Brindis agrees: "I am convinced that hopefully soon in the US we will be having that paradigm shift, switching to factor Xa drugs—patients have been begging for it and doctors too, because of the drug-drug interactions and the inconvenience. But when I get asked, 'Which one is going to win?' that question is impossible for me to answer, because there are no head-to-head trials, of course, between the agents. Each of them have different characteristics related to half-life and how they are metabolized; some of the medications are twice a day, some are once a day. The companies are going to look at the nuances between the drugs as a way of trying to differentiate their product in the marketplace."
Net clinical benefit of rivaroxaban "touched" significanceA brief announcement of the EINSTEIN-DVT findings was made by Bayer earlier this month to comply with legal requirements for firms in Germany, which, Buller explained, almost led to the cancellation of the presentation at the ESC meeting. However, the issue was resolved, and he said the ESC is going to meet with companies to discuss how to handle this kind of issue in the future.

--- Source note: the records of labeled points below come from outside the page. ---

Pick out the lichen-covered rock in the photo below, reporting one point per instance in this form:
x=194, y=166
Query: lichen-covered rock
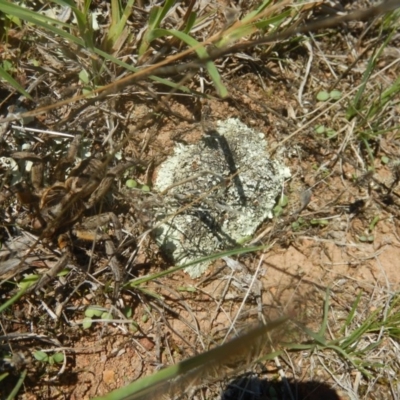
x=217, y=193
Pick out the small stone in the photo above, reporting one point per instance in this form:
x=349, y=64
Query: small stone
x=215, y=193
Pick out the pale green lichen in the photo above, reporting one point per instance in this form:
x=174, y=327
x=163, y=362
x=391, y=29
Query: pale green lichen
x=230, y=185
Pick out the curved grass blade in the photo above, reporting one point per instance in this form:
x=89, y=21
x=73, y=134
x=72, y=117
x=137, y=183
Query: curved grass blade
x=7, y=77
x=207, y=366
x=201, y=52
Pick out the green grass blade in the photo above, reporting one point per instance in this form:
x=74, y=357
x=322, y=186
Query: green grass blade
x=39, y=20
x=229, y=253
x=13, y=299
x=200, y=365
x=7, y=77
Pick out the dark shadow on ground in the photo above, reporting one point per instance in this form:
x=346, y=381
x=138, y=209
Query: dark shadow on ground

In the trial, which was open label, 3449 patients were randomized to either standard DVT treatment—with around five days of subcutaneous injection with an LMWH, in this case enoxaparin (Lovenox, Sanofi-Aventis), followed by followed by a vitamin-K antagonist of either warfarin or acenocoumarol, titrated to maintain an international normalized ratio (INR) of 2.0 to 3.0—or rivaroxaban given as 15 mg twice a day for the first three weeks, followed by 20 mg once a day. This study design, with the twice-daily dose of rivaroxaban given for the first few weeks, came as a result of phase 2 studies, Buller said. The duration of treatment was left to the discretion of the treating physician but was three, six, or 12 months.

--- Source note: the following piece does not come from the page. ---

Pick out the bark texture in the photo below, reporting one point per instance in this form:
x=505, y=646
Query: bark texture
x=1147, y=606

The primary efficacy outcome was the first symptomatic VTE event, which occurred in 2.1% of those on rivaroxaban (n=1731) compared with 3% of those on usual care (n=1718), with a hazard ratio of 0.68 (95% CI 0.44-1.04). This clearly met the criteria for noninferiority (p<0.0001), Buller said, and "was pretty close" to superiority.
The two regimens had comparable safety profiles, with the principal safety outcome—a composite of major and nonmajor clinically relevant bleeding events—being 8.1% in both treatment groups (p=0.77). "The only message I think we take from this in the long run is that the profile of bleeding of a full dose of warfarin targeting an INR of 2 to 3 and rivaroxaban are similar," Buller commented.
A combination of the primary efficacy outcome plus major bleeding was lower in those taking rivaroxaban, 2.9%, compared with usual care, 4.2%, for a hazard ratio of 0.67, Buller said. This demonstrates a net clinical benefit of rivaroxaban over standard treatment, which "touched" statistical significance, he said.
Buller also said there were no signs of liver toxicity with rivaroxaban and that the findings were consistent across a number of patient subgroups. "This single-drug regimen without monitoring will provide clinicians and patients with a simple approach to treatment of DVT and has the potential to improve the benefit/risk profile," he concluded.